Scalia continued, "The Court embraces ... the fact that the governing majority in a State has traditionally viewed a particular practice as immoral is not a sufficient reason for upholding a law prohibiting the practice." He concluded that "[t]his effectively decrees the end of all morals legislation."
"Laws without morals are in vain," said Ben Franklin. In other words, all law is rooted in some morality. On morality, C.S. Lewis declared that "[m]oral rules are directions for running the human machine. Every moral rule is there to prevent a breakdown, or a strain, or a friction, in the running of that machine."

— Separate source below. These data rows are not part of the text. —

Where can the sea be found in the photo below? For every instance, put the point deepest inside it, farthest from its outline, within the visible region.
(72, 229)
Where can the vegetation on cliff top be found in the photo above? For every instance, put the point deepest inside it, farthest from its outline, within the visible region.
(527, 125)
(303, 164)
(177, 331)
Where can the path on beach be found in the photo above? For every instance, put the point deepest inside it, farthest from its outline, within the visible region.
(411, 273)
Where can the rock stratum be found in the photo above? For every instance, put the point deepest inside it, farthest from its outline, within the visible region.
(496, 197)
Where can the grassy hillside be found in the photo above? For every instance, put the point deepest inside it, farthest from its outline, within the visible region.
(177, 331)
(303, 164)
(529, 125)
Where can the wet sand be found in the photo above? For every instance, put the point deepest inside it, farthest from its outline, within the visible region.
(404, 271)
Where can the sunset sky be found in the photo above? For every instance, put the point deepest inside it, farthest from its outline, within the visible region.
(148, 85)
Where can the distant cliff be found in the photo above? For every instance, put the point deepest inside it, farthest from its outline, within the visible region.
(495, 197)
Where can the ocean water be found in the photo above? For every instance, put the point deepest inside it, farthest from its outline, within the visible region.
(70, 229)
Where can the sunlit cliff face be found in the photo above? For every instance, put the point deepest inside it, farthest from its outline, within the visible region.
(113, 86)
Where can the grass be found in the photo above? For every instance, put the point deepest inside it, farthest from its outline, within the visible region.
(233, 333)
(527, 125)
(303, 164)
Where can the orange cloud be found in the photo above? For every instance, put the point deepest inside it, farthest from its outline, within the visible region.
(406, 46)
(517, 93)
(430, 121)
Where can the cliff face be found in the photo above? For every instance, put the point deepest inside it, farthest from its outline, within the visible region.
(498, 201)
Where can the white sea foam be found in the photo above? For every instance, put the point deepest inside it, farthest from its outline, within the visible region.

Liberals have not really ended all morals legislation; they are attempting to redefine what is moral. They want to rewrite the "directions" for running the "human machine."
Consider Europe, where liberals often look for their new marching orders in their war against Judeo-Christian morality. Recently, the U.K. Telegraph reported that, in the Journal of Medical Ethics, an article entitled "After-birth abortion: Why should the baby live?" argues that newborn babies are not "actual persons" and do not have a "moral right to life."
The journal's editor said that those who made "abusive and threatening posts" about the study were "fanatics opposed to the very values of a liberal society." With such "values" (morals) espoused by the left, is there any wonder that conservatives have been -- and I believe will continue to be -- successful when it comes to debating the moral issues in America?